The solstice is three weeks away. It will be darker and colder for another three weeks. Then it will be another three weeks to come back to this long a day, though it will be colder.
A friend told me she figured not many people would want to live this way, going outside for hours in the cold, not using appliances like a fridge. I was surprised. Who wants to live like this? The point of changing culture is to make living sustainable normal, as it was for 250,000 years of human existence.
How can people think my goal is to live like this?
Do they look at the Wright brothers and consider them failures for not producing a 747?

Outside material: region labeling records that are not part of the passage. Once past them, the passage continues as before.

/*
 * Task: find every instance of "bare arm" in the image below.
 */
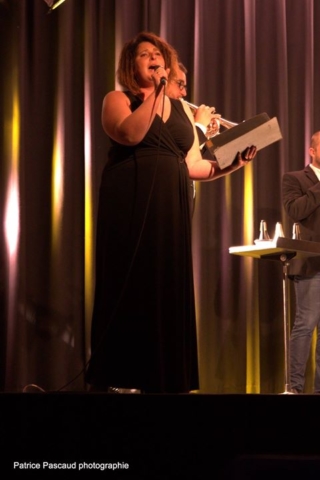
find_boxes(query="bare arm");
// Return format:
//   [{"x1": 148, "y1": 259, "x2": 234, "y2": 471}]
[{"x1": 184, "y1": 102, "x2": 256, "y2": 182}]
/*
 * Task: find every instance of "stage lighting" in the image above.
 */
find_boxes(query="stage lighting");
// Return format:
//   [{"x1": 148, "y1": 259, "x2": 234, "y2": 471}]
[{"x1": 44, "y1": 0, "x2": 65, "y2": 13}]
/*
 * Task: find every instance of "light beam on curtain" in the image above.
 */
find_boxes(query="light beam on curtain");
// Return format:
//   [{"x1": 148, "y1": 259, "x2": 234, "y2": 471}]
[
  {"x1": 243, "y1": 0, "x2": 260, "y2": 393},
  {"x1": 84, "y1": 5, "x2": 94, "y2": 359}
]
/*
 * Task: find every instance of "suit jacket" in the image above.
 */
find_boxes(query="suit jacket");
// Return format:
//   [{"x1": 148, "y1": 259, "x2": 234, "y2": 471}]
[{"x1": 282, "y1": 165, "x2": 320, "y2": 276}]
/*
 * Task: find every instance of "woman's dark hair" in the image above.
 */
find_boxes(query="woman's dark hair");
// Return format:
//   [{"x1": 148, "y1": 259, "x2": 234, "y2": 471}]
[{"x1": 117, "y1": 32, "x2": 178, "y2": 94}]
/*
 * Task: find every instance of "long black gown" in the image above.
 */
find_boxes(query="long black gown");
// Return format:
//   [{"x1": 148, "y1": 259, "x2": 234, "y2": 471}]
[{"x1": 86, "y1": 93, "x2": 199, "y2": 393}]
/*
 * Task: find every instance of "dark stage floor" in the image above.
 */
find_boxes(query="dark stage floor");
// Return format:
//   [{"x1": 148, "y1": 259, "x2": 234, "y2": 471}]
[{"x1": 0, "y1": 393, "x2": 320, "y2": 480}]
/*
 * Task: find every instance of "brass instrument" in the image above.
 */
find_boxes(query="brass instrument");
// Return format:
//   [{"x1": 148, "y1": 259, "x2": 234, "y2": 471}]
[{"x1": 181, "y1": 99, "x2": 238, "y2": 135}]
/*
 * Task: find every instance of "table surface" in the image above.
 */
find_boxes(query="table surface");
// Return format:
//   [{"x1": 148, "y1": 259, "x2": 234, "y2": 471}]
[{"x1": 229, "y1": 237, "x2": 320, "y2": 258}]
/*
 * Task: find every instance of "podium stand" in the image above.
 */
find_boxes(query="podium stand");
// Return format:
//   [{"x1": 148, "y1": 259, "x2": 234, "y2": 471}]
[{"x1": 229, "y1": 237, "x2": 320, "y2": 394}]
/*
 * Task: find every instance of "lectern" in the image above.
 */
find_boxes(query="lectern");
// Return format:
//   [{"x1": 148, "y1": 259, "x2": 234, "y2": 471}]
[{"x1": 229, "y1": 237, "x2": 320, "y2": 394}]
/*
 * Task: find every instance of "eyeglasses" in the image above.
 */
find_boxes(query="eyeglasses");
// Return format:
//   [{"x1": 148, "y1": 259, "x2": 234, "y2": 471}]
[{"x1": 174, "y1": 80, "x2": 187, "y2": 91}]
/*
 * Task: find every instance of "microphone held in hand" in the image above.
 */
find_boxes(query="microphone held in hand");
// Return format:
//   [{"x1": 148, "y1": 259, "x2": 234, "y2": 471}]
[{"x1": 149, "y1": 65, "x2": 167, "y2": 85}]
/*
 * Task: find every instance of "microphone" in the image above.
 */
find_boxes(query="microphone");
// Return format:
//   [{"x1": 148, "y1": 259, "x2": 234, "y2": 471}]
[{"x1": 149, "y1": 65, "x2": 168, "y2": 85}]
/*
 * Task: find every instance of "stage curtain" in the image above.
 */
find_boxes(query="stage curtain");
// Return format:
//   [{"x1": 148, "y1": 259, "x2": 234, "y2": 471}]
[{"x1": 0, "y1": 0, "x2": 320, "y2": 394}]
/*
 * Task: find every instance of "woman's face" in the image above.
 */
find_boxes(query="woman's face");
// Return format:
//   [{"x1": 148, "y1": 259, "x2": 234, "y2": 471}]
[{"x1": 135, "y1": 42, "x2": 165, "y2": 86}]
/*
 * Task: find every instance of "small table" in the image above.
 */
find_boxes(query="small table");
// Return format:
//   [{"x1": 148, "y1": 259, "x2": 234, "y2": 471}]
[{"x1": 229, "y1": 237, "x2": 320, "y2": 394}]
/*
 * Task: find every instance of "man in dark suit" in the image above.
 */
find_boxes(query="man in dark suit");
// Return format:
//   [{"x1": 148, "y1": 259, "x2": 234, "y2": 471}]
[{"x1": 282, "y1": 131, "x2": 320, "y2": 393}]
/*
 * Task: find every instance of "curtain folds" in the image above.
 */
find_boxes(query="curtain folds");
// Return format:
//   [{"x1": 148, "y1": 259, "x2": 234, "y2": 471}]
[{"x1": 0, "y1": 0, "x2": 320, "y2": 393}]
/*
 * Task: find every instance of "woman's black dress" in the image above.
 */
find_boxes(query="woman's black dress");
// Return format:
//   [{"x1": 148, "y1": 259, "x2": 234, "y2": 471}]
[{"x1": 86, "y1": 94, "x2": 199, "y2": 393}]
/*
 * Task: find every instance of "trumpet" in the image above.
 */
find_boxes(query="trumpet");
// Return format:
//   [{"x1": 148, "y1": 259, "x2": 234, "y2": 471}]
[{"x1": 181, "y1": 99, "x2": 238, "y2": 133}]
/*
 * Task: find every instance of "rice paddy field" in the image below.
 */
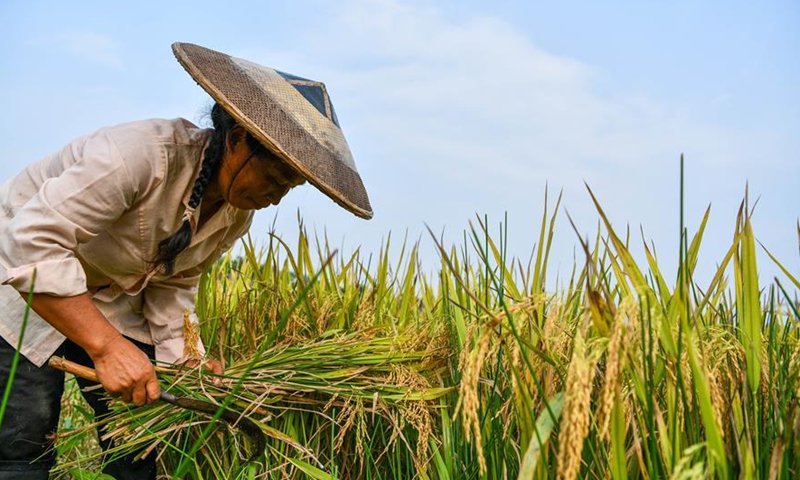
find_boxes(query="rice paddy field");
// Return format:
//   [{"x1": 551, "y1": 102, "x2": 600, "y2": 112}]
[{"x1": 51, "y1": 186, "x2": 800, "y2": 480}]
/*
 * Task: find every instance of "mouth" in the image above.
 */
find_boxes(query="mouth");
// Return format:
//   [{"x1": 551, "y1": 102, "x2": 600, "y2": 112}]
[{"x1": 248, "y1": 197, "x2": 272, "y2": 210}]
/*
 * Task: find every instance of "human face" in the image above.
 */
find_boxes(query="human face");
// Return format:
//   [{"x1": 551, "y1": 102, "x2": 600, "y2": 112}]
[{"x1": 219, "y1": 126, "x2": 305, "y2": 210}]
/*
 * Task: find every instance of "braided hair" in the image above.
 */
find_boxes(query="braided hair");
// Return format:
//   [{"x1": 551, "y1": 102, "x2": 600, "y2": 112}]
[{"x1": 150, "y1": 103, "x2": 265, "y2": 276}]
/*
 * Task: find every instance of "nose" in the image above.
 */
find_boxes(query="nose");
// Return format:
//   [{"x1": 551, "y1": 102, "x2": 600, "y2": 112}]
[{"x1": 267, "y1": 185, "x2": 292, "y2": 205}]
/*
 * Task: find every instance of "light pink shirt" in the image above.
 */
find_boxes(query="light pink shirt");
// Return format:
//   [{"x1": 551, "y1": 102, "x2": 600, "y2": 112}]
[{"x1": 0, "y1": 118, "x2": 252, "y2": 366}]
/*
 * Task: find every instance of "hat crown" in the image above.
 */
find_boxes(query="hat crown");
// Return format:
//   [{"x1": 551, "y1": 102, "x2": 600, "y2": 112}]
[{"x1": 172, "y1": 43, "x2": 372, "y2": 218}]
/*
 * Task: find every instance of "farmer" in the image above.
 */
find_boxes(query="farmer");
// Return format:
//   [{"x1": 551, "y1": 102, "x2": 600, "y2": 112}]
[{"x1": 0, "y1": 43, "x2": 372, "y2": 480}]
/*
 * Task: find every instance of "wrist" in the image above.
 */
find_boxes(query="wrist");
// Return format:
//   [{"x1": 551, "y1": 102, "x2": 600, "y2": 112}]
[{"x1": 84, "y1": 330, "x2": 122, "y2": 360}]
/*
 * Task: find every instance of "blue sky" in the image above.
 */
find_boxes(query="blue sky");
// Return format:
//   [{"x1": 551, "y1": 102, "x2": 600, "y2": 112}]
[{"x1": 0, "y1": 0, "x2": 800, "y2": 288}]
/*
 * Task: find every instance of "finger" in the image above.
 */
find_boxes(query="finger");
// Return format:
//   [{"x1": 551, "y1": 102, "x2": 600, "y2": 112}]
[{"x1": 145, "y1": 379, "x2": 161, "y2": 403}]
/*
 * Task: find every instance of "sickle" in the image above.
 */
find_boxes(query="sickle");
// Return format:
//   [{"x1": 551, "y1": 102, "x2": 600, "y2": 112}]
[{"x1": 47, "y1": 355, "x2": 267, "y2": 461}]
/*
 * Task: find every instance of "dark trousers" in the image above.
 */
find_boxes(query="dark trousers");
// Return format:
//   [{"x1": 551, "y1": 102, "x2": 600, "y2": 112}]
[{"x1": 0, "y1": 338, "x2": 156, "y2": 480}]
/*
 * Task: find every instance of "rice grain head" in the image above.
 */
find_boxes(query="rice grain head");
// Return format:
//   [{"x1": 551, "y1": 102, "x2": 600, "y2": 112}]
[
  {"x1": 557, "y1": 317, "x2": 594, "y2": 480},
  {"x1": 597, "y1": 295, "x2": 639, "y2": 440}
]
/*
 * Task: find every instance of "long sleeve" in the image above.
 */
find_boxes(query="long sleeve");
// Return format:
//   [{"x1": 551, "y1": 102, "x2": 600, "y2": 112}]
[{"x1": 0, "y1": 131, "x2": 136, "y2": 296}]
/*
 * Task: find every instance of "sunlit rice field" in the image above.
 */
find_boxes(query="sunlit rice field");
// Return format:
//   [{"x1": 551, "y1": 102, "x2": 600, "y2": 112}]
[{"x1": 53, "y1": 185, "x2": 800, "y2": 480}]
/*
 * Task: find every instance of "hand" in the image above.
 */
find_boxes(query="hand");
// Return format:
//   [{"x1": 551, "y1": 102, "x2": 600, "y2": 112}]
[{"x1": 90, "y1": 335, "x2": 161, "y2": 406}]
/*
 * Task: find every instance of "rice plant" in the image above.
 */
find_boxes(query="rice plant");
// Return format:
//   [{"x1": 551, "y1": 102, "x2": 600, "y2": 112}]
[{"x1": 51, "y1": 181, "x2": 800, "y2": 480}]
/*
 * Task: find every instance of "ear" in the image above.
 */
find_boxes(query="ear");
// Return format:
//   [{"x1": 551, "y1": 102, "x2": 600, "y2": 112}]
[{"x1": 225, "y1": 125, "x2": 247, "y2": 152}]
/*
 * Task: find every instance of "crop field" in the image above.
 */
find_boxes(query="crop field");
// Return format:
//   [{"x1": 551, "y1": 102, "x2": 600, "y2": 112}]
[{"x1": 47, "y1": 186, "x2": 800, "y2": 480}]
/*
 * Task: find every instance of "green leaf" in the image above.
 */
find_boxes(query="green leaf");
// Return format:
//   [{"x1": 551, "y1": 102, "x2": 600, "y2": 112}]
[
  {"x1": 288, "y1": 458, "x2": 336, "y2": 480},
  {"x1": 517, "y1": 392, "x2": 564, "y2": 480}
]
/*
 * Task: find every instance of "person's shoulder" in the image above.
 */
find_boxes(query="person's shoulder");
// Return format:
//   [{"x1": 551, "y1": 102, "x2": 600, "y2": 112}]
[
  {"x1": 90, "y1": 118, "x2": 209, "y2": 192},
  {"x1": 100, "y1": 118, "x2": 207, "y2": 148}
]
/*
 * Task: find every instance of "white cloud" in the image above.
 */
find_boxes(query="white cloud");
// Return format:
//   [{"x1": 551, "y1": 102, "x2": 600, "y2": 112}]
[
  {"x1": 55, "y1": 31, "x2": 124, "y2": 70},
  {"x1": 245, "y1": 0, "x2": 800, "y2": 284}
]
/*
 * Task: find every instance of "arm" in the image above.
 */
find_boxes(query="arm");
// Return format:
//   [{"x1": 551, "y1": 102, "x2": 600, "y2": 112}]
[{"x1": 0, "y1": 125, "x2": 158, "y2": 402}]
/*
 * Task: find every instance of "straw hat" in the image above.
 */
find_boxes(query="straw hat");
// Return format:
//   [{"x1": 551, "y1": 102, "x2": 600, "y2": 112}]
[{"x1": 172, "y1": 43, "x2": 372, "y2": 218}]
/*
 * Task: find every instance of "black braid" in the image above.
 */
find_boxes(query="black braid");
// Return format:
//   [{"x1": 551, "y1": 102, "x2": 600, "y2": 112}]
[{"x1": 151, "y1": 103, "x2": 238, "y2": 276}]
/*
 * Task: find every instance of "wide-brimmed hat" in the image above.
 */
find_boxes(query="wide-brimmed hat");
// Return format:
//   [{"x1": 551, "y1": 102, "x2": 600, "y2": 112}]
[{"x1": 172, "y1": 43, "x2": 372, "y2": 218}]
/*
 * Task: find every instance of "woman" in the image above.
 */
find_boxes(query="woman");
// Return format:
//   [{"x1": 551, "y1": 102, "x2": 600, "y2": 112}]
[{"x1": 0, "y1": 43, "x2": 372, "y2": 480}]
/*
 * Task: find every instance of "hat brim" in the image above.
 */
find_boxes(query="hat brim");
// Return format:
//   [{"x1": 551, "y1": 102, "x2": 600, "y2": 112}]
[{"x1": 172, "y1": 43, "x2": 373, "y2": 219}]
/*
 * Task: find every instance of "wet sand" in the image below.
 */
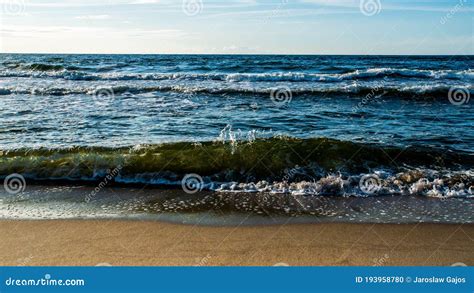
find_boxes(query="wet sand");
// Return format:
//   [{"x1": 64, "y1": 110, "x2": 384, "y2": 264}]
[{"x1": 0, "y1": 220, "x2": 474, "y2": 266}]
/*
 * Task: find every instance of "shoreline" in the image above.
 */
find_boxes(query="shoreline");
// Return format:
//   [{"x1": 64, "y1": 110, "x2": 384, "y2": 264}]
[{"x1": 0, "y1": 220, "x2": 474, "y2": 266}]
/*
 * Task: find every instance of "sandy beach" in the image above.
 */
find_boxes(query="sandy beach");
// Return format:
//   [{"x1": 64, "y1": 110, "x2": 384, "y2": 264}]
[{"x1": 0, "y1": 220, "x2": 474, "y2": 266}]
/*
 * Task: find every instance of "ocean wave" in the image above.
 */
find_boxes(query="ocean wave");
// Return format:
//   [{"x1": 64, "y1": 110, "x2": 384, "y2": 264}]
[
  {"x1": 0, "y1": 68, "x2": 474, "y2": 82},
  {"x1": 0, "y1": 84, "x2": 474, "y2": 100},
  {"x1": 0, "y1": 137, "x2": 474, "y2": 198}
]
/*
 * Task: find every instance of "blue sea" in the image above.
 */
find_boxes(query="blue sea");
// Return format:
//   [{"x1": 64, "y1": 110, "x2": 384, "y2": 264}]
[{"x1": 0, "y1": 54, "x2": 474, "y2": 224}]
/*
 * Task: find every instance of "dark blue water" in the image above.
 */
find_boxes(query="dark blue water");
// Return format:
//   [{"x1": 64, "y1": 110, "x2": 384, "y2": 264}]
[
  {"x1": 0, "y1": 54, "x2": 474, "y2": 221},
  {"x1": 0, "y1": 54, "x2": 474, "y2": 152}
]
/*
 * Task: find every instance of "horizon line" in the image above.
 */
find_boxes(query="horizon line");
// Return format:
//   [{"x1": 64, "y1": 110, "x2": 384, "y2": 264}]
[{"x1": 0, "y1": 52, "x2": 474, "y2": 56}]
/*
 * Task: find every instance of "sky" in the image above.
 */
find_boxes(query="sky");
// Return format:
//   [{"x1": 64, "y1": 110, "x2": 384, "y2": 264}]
[{"x1": 0, "y1": 0, "x2": 474, "y2": 55}]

Did they think Martin Luther King boycotted buses because he wanted everyone to walk everywhere?
Do they think the point of a marathon is to cross the starting line?
Do they have no knowledge of how progress happens?
I’m doing what has to be done here and now because there’s no other time or place to be or act. No one could make a 747 without the Wright brothers’ rudimentary plane. It was a proof of concept, as is what I’m doing.
Yes, it isn’t fun to sit in the cold to where I can’t move my extremities, but people lived on this island almost ten thousand years. It’s not that much a struggle, but even if it weren’t at all, my short-term individual actions are not the point.
Changing American and global culture is the point, through a joyful path that creates reward and gratitude.
On the way, I don’t mind sharing the struggle of dark and cold if that’s what success takes.